Root cause: missing Semi/Anti-Semi Index NL Join operators
ORCA’s physical operator set includes:
| Operator | Exists? |
|---|---|
EopPhysicalInnerIndexNLJoin |
yes |
EopPhysicalLeftOuterIndexNLJoin |
yes |
EopPhysicalLeftSemiIndexNLJoin |
no |
EopPhysicalLeftAntiSemiIndexNLJoin |
no |
CXformImplementIndexApply (the transform that instantiates physical Index NL Join operators)
only produces CPhysicalInnerIndexNLJoin and CPhysicalLeftOuterIndexNLJoin. It has no
branches for semi or anti-semi variants.
Because these operators don’t exist, ORCA can never use an index to probe the inner side
of an EXISTS / NOT EXISTS subquery.

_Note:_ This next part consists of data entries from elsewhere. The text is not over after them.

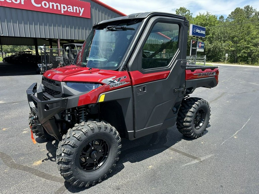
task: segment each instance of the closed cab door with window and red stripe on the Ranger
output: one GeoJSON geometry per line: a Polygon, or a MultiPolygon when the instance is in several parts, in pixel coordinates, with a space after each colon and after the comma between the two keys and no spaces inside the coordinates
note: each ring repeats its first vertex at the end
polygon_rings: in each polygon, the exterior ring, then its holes
{"type": "Polygon", "coordinates": [[[187,30],[183,20],[151,18],[129,60],[135,138],[176,122],[185,90],[187,30]]]}

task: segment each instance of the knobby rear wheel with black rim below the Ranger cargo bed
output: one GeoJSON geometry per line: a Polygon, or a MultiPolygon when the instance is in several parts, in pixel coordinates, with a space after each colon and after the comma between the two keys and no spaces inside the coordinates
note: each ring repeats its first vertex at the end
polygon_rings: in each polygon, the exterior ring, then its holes
{"type": "Polygon", "coordinates": [[[187,98],[182,101],[176,126],[185,136],[200,137],[210,120],[210,105],[201,98],[187,98]]]}

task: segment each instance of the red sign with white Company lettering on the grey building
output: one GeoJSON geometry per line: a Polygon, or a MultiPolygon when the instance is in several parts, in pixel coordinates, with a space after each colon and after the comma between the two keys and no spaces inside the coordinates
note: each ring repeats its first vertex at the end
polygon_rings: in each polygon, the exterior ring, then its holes
{"type": "Polygon", "coordinates": [[[0,6],[91,18],[91,4],[78,0],[0,0],[0,6]]]}

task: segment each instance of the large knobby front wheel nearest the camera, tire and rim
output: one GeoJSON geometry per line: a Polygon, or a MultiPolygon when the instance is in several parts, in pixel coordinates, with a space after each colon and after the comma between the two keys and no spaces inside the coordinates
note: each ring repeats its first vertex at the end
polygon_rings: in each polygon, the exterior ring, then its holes
{"type": "Polygon", "coordinates": [[[121,138],[111,124],[88,121],[69,129],[58,144],[56,162],[65,180],[78,187],[100,183],[116,166],[121,138]]]}

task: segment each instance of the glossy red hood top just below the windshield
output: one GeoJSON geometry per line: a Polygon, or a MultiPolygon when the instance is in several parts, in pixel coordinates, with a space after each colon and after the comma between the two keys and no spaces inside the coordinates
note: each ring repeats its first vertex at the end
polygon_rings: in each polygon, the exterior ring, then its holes
{"type": "Polygon", "coordinates": [[[100,71],[95,68],[79,67],[76,65],[65,66],[61,68],[51,69],[46,71],[43,76],[52,80],[62,82],[67,76],[76,74],[87,74],[100,71]],[[89,70],[90,69],[90,70],[89,70]]]}

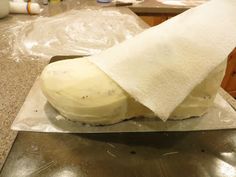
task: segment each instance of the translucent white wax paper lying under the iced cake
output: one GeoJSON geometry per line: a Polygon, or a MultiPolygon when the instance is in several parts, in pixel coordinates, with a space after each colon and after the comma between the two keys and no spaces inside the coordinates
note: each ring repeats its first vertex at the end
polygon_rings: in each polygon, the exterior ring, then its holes
{"type": "Polygon", "coordinates": [[[168,120],[134,118],[109,126],[90,126],[65,120],[48,102],[37,79],[11,128],[60,133],[198,131],[236,128],[236,111],[217,94],[214,106],[199,118],[168,120]]]}

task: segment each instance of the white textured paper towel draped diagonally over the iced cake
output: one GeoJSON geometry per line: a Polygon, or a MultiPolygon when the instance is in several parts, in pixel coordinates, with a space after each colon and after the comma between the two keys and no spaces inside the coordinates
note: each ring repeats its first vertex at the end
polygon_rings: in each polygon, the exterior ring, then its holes
{"type": "Polygon", "coordinates": [[[236,46],[236,1],[212,0],[90,58],[162,120],[236,46]]]}

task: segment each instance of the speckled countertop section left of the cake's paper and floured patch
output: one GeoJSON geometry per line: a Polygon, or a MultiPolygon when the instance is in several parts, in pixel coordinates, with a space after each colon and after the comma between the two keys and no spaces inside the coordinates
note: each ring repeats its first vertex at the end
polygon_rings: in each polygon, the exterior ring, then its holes
{"type": "Polygon", "coordinates": [[[15,56],[11,48],[15,41],[8,32],[15,27],[14,22],[33,18],[9,16],[0,20],[0,168],[17,134],[10,131],[10,125],[36,76],[46,64],[45,61],[34,60],[36,58],[24,54],[15,56]]]}

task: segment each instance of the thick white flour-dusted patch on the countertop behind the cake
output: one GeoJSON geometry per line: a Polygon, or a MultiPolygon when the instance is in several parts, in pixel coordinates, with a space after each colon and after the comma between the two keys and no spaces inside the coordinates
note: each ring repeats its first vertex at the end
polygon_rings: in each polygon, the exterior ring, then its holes
{"type": "Polygon", "coordinates": [[[143,31],[137,19],[109,8],[71,10],[25,23],[14,48],[29,55],[92,55],[143,31]]]}

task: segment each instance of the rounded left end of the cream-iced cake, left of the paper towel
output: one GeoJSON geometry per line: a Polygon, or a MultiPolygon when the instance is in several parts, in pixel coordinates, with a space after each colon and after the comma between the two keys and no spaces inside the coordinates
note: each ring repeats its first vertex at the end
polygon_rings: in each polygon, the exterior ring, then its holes
{"type": "Polygon", "coordinates": [[[48,101],[70,120],[110,124],[151,114],[86,58],[52,63],[40,81],[48,101]]]}

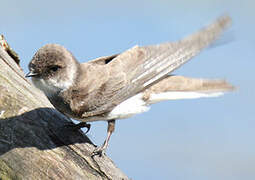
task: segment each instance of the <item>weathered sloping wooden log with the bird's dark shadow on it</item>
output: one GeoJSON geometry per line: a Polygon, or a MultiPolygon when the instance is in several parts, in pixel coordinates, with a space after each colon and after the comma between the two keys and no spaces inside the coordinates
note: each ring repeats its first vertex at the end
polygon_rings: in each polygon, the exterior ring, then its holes
{"type": "Polygon", "coordinates": [[[0,46],[0,179],[128,179],[67,123],[0,46]]]}

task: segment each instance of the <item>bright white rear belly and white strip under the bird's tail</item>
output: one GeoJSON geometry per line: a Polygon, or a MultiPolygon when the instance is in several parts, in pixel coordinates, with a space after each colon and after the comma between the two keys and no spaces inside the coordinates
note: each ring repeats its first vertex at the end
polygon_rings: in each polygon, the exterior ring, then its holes
{"type": "Polygon", "coordinates": [[[107,119],[124,119],[135,114],[146,112],[150,109],[150,104],[165,100],[178,99],[197,99],[204,97],[218,97],[223,92],[180,92],[172,91],[160,94],[151,94],[146,102],[142,99],[143,94],[139,93],[116,106],[109,114],[107,119]]]}

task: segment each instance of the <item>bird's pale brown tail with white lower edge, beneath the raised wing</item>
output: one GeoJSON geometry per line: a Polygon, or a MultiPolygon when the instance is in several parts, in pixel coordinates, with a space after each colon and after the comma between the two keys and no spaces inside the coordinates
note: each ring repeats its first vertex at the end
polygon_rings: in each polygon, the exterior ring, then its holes
{"type": "Polygon", "coordinates": [[[168,76],[144,92],[144,100],[153,104],[164,100],[218,97],[234,90],[225,80],[196,79],[183,76],[168,76]]]}

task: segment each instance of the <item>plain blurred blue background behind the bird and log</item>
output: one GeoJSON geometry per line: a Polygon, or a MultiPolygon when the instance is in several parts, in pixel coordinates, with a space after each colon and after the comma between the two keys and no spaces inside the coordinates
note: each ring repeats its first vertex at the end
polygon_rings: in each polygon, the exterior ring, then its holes
{"type": "MultiPolygon", "coordinates": [[[[253,0],[1,0],[0,34],[27,64],[46,43],[80,62],[132,46],[178,40],[222,14],[233,25],[219,43],[175,74],[223,78],[236,92],[211,99],[162,102],[117,121],[107,151],[132,179],[255,178],[255,11],[253,0]]],[[[88,136],[100,145],[107,123],[88,136]]]]}

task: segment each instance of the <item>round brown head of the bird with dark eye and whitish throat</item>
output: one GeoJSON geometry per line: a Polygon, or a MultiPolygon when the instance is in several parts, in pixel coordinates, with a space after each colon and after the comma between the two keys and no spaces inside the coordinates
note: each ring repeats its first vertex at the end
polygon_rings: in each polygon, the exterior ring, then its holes
{"type": "Polygon", "coordinates": [[[79,63],[63,46],[47,44],[35,53],[28,68],[26,77],[49,97],[73,85],[79,63]]]}

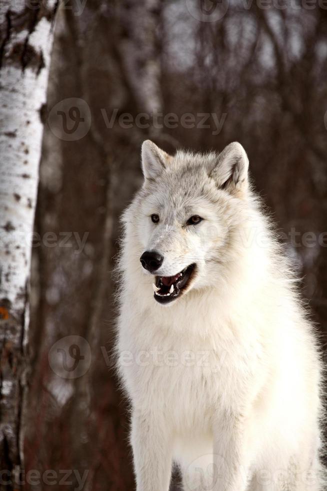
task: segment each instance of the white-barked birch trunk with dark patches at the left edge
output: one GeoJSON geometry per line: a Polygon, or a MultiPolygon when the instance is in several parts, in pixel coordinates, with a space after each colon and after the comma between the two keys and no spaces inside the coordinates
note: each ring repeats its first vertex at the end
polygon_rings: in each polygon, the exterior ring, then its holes
{"type": "Polygon", "coordinates": [[[7,490],[19,488],[23,470],[28,277],[56,8],[54,0],[0,7],[0,489],[7,490]]]}

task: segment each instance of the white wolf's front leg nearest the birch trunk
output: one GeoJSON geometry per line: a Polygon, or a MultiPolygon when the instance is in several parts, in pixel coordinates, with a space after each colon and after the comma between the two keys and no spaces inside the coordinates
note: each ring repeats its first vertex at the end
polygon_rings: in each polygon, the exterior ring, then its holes
{"type": "Polygon", "coordinates": [[[168,491],[171,435],[163,420],[134,412],[131,423],[136,491],[168,491]]]}

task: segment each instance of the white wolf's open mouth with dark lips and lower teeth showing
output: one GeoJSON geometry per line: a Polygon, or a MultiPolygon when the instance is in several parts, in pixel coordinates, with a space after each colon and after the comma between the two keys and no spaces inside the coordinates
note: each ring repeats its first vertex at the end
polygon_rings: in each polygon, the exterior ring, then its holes
{"type": "Polygon", "coordinates": [[[152,285],[155,300],[160,304],[175,300],[189,284],[194,271],[195,264],[191,264],[174,276],[156,276],[152,285]]]}

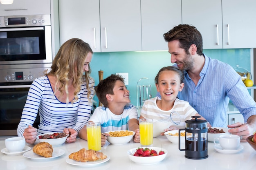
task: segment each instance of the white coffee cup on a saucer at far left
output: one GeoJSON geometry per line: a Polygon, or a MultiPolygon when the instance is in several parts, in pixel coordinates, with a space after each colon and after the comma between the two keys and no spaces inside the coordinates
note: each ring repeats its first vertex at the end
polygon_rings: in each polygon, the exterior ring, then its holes
{"type": "Polygon", "coordinates": [[[11,137],[5,139],[4,143],[9,152],[21,152],[26,145],[24,137],[11,137]]]}

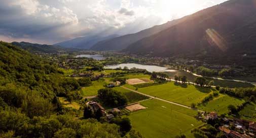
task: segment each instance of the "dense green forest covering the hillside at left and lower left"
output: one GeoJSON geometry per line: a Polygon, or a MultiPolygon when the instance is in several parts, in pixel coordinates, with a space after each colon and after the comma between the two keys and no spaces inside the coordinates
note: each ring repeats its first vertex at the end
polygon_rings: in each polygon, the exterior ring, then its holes
{"type": "Polygon", "coordinates": [[[82,82],[65,78],[55,63],[1,41],[0,137],[141,137],[64,109],[58,96],[79,99],[82,82]]]}

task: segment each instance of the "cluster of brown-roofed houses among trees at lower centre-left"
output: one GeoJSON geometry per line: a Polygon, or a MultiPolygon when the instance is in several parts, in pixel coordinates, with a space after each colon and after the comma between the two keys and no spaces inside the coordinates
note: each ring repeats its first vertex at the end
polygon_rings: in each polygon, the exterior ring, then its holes
{"type": "Polygon", "coordinates": [[[110,122],[115,116],[113,114],[117,113],[120,114],[121,111],[118,108],[112,109],[110,112],[106,112],[106,110],[97,102],[95,101],[90,101],[86,103],[87,107],[91,109],[93,112],[97,112],[98,110],[101,111],[102,115],[106,117],[106,120],[110,122]]]}

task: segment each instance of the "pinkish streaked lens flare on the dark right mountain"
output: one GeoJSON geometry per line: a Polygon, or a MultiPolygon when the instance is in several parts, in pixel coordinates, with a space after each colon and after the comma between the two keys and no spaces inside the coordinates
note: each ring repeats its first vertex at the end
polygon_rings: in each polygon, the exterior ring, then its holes
{"type": "Polygon", "coordinates": [[[217,47],[223,52],[227,51],[227,42],[225,39],[214,29],[207,29],[206,34],[209,36],[210,40],[214,42],[217,47]]]}

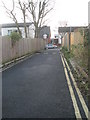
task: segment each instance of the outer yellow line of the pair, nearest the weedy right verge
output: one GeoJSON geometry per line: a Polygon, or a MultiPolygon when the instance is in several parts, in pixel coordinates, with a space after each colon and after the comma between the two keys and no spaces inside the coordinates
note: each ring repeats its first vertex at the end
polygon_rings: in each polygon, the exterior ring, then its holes
{"type": "Polygon", "coordinates": [[[69,65],[68,65],[68,63],[67,63],[67,61],[66,61],[65,58],[64,58],[64,60],[65,60],[65,63],[66,63],[66,65],[67,65],[67,67],[68,67],[68,70],[70,71],[70,76],[71,76],[71,78],[72,78],[73,84],[74,84],[75,89],[76,89],[76,91],[77,91],[78,97],[79,97],[79,99],[80,99],[80,102],[81,102],[82,107],[83,107],[83,109],[84,109],[84,112],[85,112],[85,114],[86,114],[86,117],[88,118],[88,113],[89,113],[88,107],[87,107],[87,105],[86,105],[86,103],[85,103],[85,101],[84,101],[84,98],[83,98],[83,96],[82,96],[79,88],[77,87],[77,84],[76,84],[76,82],[75,82],[75,79],[74,79],[74,77],[73,77],[73,74],[72,74],[72,72],[71,72],[71,70],[70,70],[70,67],[69,67],[69,65]]]}

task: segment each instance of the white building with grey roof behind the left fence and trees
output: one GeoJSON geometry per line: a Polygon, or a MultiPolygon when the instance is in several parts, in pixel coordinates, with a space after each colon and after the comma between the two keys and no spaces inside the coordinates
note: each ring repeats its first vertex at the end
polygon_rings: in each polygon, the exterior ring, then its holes
{"type": "MultiPolygon", "coordinates": [[[[22,33],[22,37],[25,38],[24,23],[18,23],[18,24],[19,24],[19,28],[20,28],[21,33],[22,33]]],[[[1,26],[0,34],[2,36],[10,35],[11,32],[13,32],[13,31],[17,32],[17,27],[16,27],[15,23],[2,24],[0,26],[1,26]]],[[[27,26],[28,37],[34,38],[34,25],[33,25],[33,23],[26,23],[26,26],[27,26]]]]}

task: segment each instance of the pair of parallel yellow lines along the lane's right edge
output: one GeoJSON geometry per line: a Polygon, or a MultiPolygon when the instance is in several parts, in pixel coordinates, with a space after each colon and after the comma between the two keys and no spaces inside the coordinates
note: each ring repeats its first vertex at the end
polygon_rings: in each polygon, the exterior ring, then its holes
{"type": "Polygon", "coordinates": [[[70,67],[69,67],[66,59],[63,58],[62,55],[61,55],[61,60],[62,60],[63,66],[64,66],[64,71],[65,71],[65,75],[66,75],[66,79],[67,79],[67,84],[68,84],[68,87],[69,87],[71,99],[72,99],[74,110],[75,110],[75,116],[76,116],[77,119],[81,119],[82,120],[82,117],[81,117],[81,114],[80,114],[80,110],[79,110],[79,107],[78,107],[78,104],[77,104],[77,100],[76,100],[75,95],[74,95],[74,91],[73,91],[73,88],[72,88],[72,85],[71,85],[71,82],[70,82],[70,78],[69,78],[67,69],[69,70],[71,80],[73,81],[73,85],[74,85],[74,87],[76,89],[77,95],[79,97],[79,100],[80,100],[81,105],[83,107],[83,110],[85,112],[85,115],[88,118],[88,115],[89,115],[88,107],[87,107],[87,105],[86,105],[86,103],[84,101],[84,98],[83,98],[79,88],[77,87],[77,84],[76,84],[75,79],[73,77],[73,74],[72,74],[72,72],[70,70],[70,67]],[[67,66],[67,69],[66,69],[66,66],[67,66]]]}

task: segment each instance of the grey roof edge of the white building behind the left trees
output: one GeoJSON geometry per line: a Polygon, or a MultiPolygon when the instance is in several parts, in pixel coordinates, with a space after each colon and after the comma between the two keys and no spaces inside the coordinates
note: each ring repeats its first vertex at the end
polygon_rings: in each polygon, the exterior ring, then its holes
{"type": "MultiPolygon", "coordinates": [[[[31,24],[33,24],[32,22],[28,22],[26,23],[26,26],[29,27],[31,24]]],[[[24,27],[24,23],[18,23],[19,27],[24,27]]],[[[9,23],[9,24],[2,24],[0,25],[1,28],[12,28],[12,27],[16,27],[15,23],[9,23]]]]}

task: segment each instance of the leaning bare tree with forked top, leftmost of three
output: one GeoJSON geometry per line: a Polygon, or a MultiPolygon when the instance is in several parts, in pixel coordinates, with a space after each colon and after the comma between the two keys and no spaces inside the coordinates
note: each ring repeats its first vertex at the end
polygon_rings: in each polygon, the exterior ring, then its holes
{"type": "Polygon", "coordinates": [[[14,10],[15,10],[15,2],[14,2],[14,0],[12,0],[12,3],[13,3],[12,10],[8,9],[3,1],[2,1],[2,3],[3,3],[3,7],[6,9],[6,13],[8,14],[8,16],[15,22],[16,27],[18,29],[18,32],[19,32],[19,34],[21,36],[21,31],[20,31],[20,28],[19,28],[18,20],[16,18],[16,13],[14,12],[14,10]]]}

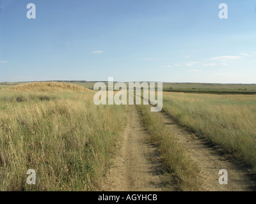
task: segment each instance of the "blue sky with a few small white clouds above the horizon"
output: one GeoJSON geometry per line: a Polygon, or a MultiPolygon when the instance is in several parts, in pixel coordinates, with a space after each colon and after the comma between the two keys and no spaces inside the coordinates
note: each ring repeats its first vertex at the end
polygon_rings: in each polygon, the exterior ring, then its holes
{"type": "Polygon", "coordinates": [[[0,82],[256,84],[256,0],[0,0],[0,82]],[[28,3],[36,19],[28,19],[28,3]],[[219,18],[219,4],[228,19],[219,18]]]}

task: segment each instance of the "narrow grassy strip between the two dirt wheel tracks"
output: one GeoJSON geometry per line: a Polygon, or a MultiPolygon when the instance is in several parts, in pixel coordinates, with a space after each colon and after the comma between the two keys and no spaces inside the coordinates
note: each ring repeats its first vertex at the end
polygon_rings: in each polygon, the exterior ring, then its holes
{"type": "Polygon", "coordinates": [[[184,147],[166,128],[159,116],[150,112],[149,105],[138,105],[143,115],[145,126],[150,132],[150,142],[157,145],[163,159],[163,167],[175,176],[180,191],[200,191],[202,180],[200,168],[186,154],[184,147]]]}

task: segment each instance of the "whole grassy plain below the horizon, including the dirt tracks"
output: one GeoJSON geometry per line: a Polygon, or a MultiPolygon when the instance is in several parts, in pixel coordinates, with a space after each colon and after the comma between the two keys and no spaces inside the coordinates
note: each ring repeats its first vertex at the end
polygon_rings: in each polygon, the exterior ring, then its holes
{"type": "Polygon", "coordinates": [[[256,85],[164,83],[154,113],[94,83],[0,84],[1,191],[255,190],[256,85]]]}

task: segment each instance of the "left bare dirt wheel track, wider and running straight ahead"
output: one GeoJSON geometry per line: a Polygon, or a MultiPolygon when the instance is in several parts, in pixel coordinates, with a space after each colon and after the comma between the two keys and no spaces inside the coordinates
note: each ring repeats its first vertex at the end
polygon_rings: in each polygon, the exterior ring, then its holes
{"type": "Polygon", "coordinates": [[[136,105],[129,105],[127,126],[102,191],[174,191],[175,182],[162,175],[157,149],[148,142],[149,133],[136,105]]]}

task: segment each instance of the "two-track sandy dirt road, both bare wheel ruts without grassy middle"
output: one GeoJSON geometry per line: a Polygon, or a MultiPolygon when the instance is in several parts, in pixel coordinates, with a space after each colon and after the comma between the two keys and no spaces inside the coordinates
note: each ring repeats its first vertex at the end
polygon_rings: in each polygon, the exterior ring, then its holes
{"type": "MultiPolygon", "coordinates": [[[[164,112],[157,115],[179,139],[191,159],[201,169],[204,180],[203,191],[253,191],[256,189],[253,173],[225,156],[200,138],[182,128],[164,112]],[[221,169],[228,171],[228,185],[220,185],[218,174],[221,169]]],[[[127,126],[119,142],[118,154],[113,159],[102,191],[175,191],[177,184],[172,175],[162,175],[161,158],[156,147],[148,142],[149,133],[143,125],[136,105],[129,106],[127,126]],[[167,182],[168,180],[168,182],[167,182]],[[168,184],[167,184],[168,183],[168,184]]]]}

The only available physical alternatives are
CPhysicalLeftSemiHashJoin and CPhysicalLeftAntiSemiHashJoin, both of which require
materializing the entire inner relation into a hash table — hence the full scan of lineitem
(6M rows for l2, 3.8M for l3) and the resulting disk spill.
Pattern shared with Q4: Q4’s EXISTS regression has the identical structural cause: the
correlated EXISTS subquery is unnested into a full scan + dedup rather than an indexed
semi-join, for the same reason — no EopPhysicalLeftSemiIndexNLJoin exists to exploit
lineitem_pkey.
Fix direction: Implement CPhysicalLeftSemiIndexNLJoin and
CPhysicalLeftAntiSemiIndexNLJoin physical operators (mirroring the inner/outer variants),
and extend CXformImplementIndexApply to instantiate them. This is a significant effort
requiring new physical operator classes, cost model entries, and DXL translator support, but
would address Q4, Q21, and any other query using EXISTS/NOT EXISTS with an indexed inner key.